Table4_cannabisTable 4.

 The fact that there are multiple columns is also problematic. Separate tests were performed for smoking occasions per day, joints per occasion, joints per week and smoking days per week. These measures are highly correlated, but even so multiply testing them requires multiple test correction. The authors simply didn’t perform it. They say “We did not correct for the number of drug use measures because these measures tend not be independent of each other”. In other words, they multiplied the number of tests by four, and chose to not worry about that. Unbelievable.

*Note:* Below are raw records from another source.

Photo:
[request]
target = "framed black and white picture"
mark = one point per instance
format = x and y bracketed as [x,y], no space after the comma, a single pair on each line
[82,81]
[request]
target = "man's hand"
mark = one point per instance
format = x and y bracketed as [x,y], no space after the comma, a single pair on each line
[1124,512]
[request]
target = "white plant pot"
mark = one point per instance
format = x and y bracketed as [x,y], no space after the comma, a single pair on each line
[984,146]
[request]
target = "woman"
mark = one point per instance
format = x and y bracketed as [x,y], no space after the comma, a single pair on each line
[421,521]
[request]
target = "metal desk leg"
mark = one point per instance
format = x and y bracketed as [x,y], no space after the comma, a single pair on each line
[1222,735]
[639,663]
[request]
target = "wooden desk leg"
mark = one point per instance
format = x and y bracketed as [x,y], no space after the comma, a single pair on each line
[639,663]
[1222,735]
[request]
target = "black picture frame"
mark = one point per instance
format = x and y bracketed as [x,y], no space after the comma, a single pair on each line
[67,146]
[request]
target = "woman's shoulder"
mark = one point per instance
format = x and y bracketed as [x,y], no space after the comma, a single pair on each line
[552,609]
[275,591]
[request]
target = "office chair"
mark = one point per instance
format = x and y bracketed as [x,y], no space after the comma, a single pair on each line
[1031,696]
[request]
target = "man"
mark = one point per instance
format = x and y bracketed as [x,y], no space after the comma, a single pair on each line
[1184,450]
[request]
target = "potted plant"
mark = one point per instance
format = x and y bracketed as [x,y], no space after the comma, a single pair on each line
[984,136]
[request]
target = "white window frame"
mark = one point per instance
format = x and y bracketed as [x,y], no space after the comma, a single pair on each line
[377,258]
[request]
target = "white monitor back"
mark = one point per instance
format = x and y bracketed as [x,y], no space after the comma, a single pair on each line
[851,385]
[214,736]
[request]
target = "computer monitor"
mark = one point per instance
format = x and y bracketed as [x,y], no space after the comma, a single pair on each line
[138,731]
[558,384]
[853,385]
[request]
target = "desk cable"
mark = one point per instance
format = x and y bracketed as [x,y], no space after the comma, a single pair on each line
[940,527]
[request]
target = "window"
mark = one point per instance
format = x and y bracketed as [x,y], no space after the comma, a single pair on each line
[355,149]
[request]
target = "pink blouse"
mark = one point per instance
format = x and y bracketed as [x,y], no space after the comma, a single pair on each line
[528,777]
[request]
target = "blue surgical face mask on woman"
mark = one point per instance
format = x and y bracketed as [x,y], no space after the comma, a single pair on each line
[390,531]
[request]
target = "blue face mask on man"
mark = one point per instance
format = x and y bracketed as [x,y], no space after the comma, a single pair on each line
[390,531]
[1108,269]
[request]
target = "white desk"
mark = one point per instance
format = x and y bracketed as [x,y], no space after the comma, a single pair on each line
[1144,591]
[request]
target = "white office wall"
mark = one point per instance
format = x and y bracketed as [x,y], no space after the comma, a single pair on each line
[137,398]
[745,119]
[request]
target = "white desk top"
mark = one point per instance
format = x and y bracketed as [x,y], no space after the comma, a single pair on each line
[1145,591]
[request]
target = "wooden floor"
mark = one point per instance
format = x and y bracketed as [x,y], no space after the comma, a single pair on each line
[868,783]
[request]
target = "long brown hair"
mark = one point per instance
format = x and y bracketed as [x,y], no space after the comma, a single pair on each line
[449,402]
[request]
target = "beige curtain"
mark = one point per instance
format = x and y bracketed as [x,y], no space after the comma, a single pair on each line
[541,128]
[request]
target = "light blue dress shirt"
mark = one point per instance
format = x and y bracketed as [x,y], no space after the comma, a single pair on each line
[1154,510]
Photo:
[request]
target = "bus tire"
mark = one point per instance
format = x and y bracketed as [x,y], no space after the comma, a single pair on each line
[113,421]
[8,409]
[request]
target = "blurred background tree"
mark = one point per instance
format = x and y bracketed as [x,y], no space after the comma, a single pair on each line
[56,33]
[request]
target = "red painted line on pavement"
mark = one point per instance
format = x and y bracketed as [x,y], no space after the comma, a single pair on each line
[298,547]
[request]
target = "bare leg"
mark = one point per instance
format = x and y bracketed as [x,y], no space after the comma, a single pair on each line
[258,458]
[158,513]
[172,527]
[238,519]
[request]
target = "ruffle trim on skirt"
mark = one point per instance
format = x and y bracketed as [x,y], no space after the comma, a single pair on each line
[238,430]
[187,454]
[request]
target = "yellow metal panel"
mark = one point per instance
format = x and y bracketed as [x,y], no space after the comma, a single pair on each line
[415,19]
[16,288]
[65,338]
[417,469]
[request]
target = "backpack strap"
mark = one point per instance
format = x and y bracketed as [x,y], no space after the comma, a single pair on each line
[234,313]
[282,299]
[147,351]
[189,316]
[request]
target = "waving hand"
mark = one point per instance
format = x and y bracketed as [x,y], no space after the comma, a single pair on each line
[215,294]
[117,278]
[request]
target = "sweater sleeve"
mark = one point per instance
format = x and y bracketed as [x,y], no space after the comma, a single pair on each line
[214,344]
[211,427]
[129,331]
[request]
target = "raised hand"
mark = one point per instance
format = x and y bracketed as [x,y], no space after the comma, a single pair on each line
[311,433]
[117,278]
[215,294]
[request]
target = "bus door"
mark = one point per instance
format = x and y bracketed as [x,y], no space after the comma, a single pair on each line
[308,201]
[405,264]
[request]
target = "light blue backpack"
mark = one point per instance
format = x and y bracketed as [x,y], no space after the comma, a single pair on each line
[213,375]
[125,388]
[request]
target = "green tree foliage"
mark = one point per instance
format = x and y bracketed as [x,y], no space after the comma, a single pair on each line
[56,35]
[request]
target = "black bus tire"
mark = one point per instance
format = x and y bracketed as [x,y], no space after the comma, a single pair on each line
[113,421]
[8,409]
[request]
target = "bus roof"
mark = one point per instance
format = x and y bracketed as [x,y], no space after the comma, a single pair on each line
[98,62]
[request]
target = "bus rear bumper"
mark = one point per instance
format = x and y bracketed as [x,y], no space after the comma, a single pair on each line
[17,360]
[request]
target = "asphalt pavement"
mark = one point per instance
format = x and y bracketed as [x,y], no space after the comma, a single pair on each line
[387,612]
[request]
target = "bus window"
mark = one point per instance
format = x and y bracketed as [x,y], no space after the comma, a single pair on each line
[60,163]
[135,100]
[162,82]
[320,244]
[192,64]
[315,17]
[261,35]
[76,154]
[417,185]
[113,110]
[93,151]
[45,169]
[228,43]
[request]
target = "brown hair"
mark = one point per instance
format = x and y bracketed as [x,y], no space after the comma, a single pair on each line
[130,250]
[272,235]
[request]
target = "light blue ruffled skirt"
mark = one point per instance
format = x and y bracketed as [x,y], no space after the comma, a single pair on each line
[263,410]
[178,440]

Then there is Table 5, where the authors did not report the p-values at all, only whether they were significant or not… without correction:


Table 5.

3. Correlation vs. causation

This issue is one of the oldest in the book. There is even a wikipedia entry about itCorrelation does not imply causation. Yet despite the fact the every result in the paper is directed at testing for association, in the last sentence of the abstract they say “These data suggest that marijuana exposure, even in young recreational users, is associated with exposure-dependent alterations of the neural matrix of core reward structures and is consistent with animal studies of changes in dendritic arborization.” At a minimum, such a result would require doing a longitudinal study. Breiter takes this language to an extreme in the press release accompanying the article. I repeat the statement he made that I quoted above where I boldface the causal claim: “”Some of these people only used marijuana to get high once or twice a week. People think a little recreational use shouldn’t cause a problem, if someone is doing OK with work or school. Our data directly says this is not the case.” I believe that scientists should be sanctioned for making public statements that directly contradict the content of their papers, as appears to be the case here. There is precedent for this.